In the neighborhood near his central Florida home in Lake County.
“There was one guy that was bigger than me, but everybody else was smaller,” the Jets’ 28-year-old center recalled in the locker room after a recent practice. “A lot of the guys were naturally tough, they grew up that way and that really wasn’t me. I was a soft-spoken kind of guy.”
Harrison didn’t want to share his troubles with the most important person in his life. He didn’t want to burden her. But Jennifer Harrison knew something was wrong with her son.
“He knew it broke my heart with every bad experience that he had,” she said. “Sometimes, I would find out without him telling me. I felt [the bullying] like he did. He was afraid that I would overreact.”
Their conversations often ended in tears.
The problems started when Harrison had enrolled in a school district two towns away and had to be bused each way. At age 6, he’d been certified by the state of Florida as gifted, a student with superior intellectual development and capable of high performance, according to the state’s Department of Education. There were limited transportation alternatives, so Harrison was taken to school with special needs students, many of whom poked fun at him.
“He was the only gifted student on the bus, and he was also a band nerd,” Jennifer said. “The [other children] thought he was academically challenged.”
“It’s something I was ashamed of and embarrassed about,” Jonotthan said. “I’ve been over 200 pounds since the fifth grade, and I’ve been bigger than everybody else since elementary school.”
But using his strength to combat the bullying wasn’t an option, no matter how much the taunting hurt – whether the verbal barbs were about his intellect or his African-American heritage. Sometimes, there were physical altercations.
Harrison didn’t fight back.
“In my family, violence wasn’t a big thing,” he said. “My mom was like, ‘You don’t fight. You can seriously injure somebody if you get into a fight. You don’t need to impose your will like that.’”
“When he was being bullied daily, I would remind him, ‘You don’t have to fight back physically. You can use your intelligence,’” Jennifer said of her only child. ”’You can use words to get them off your back. If you want to use your size, look down on them and maybe scare them off.’ I taught him not to fight back.”
Eventually, football would become his salvation.
He made the varsity as a freshman at South Lake, often playing a two-way role on the offensive and defensive lines. Where his classmates had once made fun of him, they now looked up to him.

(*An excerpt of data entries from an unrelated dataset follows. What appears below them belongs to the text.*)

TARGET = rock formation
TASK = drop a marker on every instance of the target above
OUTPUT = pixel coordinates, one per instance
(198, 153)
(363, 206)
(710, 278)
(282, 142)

“Football gave me an outlet to safely and legally impose my will on someone,” said Harrison, who has replaced the injured Ryan Kalil as the Jets’ starting center. “That’s when I gained some respect. ‘Ok, this guy’s tough. He’s here to play some football. Let’s not mess with him. He’s kind of cool.’”
Harrison vowed never to forget his experiences as a child, and that some day he’d help others in similar situations.
Harrison recently joined the Jets’ partnership with Bethpage Financial Credit Union’s “Stomp Out Bullying” program.
"It’s important for me to share that," he said. "I realize with the increasing incidence of bullying, especially with social media, that we need to raise awareness of it, because a lot of people are still ashamed to bring it up for fear of being shunned or ridiculed by their peers."
Harrison has spoken to children at area elementary and middle schools. “I tell them a little bit about my story and help them find ways to handle those situations, whether it’s them getting bullied or somebody they know or even a complete stranger.”
He also tries to find kids who have been bullied. The acts of kindness range from bringing a student’s favorite food to the cafeteria, to getting tickets for Jets games. “Something to talk about among their friends, give them a little confidence boost,” he said. “It’s something cool that they can share with their peers.”
Jennifer Harrison is proud of the man her son has turned into. She knows a part of his strength comes from dealing with the pain of his childhood.
“We always knew that he would come out on top because of those experiences,” she said. “We knew he was going to be something special.”
At a time of year to be thankful, the Harrisons count their blessings.
Jennifer Harrison will celebrate Thanksgiving at her son’s home in New Jersey. Just like always.
“We promised ourselves a long time ago,” she said, “that no matter where we were on this earth that we would always be together at Thanksgiving.”
Her son is grateful for all he has and all he has been through.
“I’m thankful for every day,” Jonotthan said. “There have been people that have come and gone throughout my journey, and I’m thankful for each one of them. I’m thankful for life and all the pieces that fit to this puzzle of this journey that I’m on.”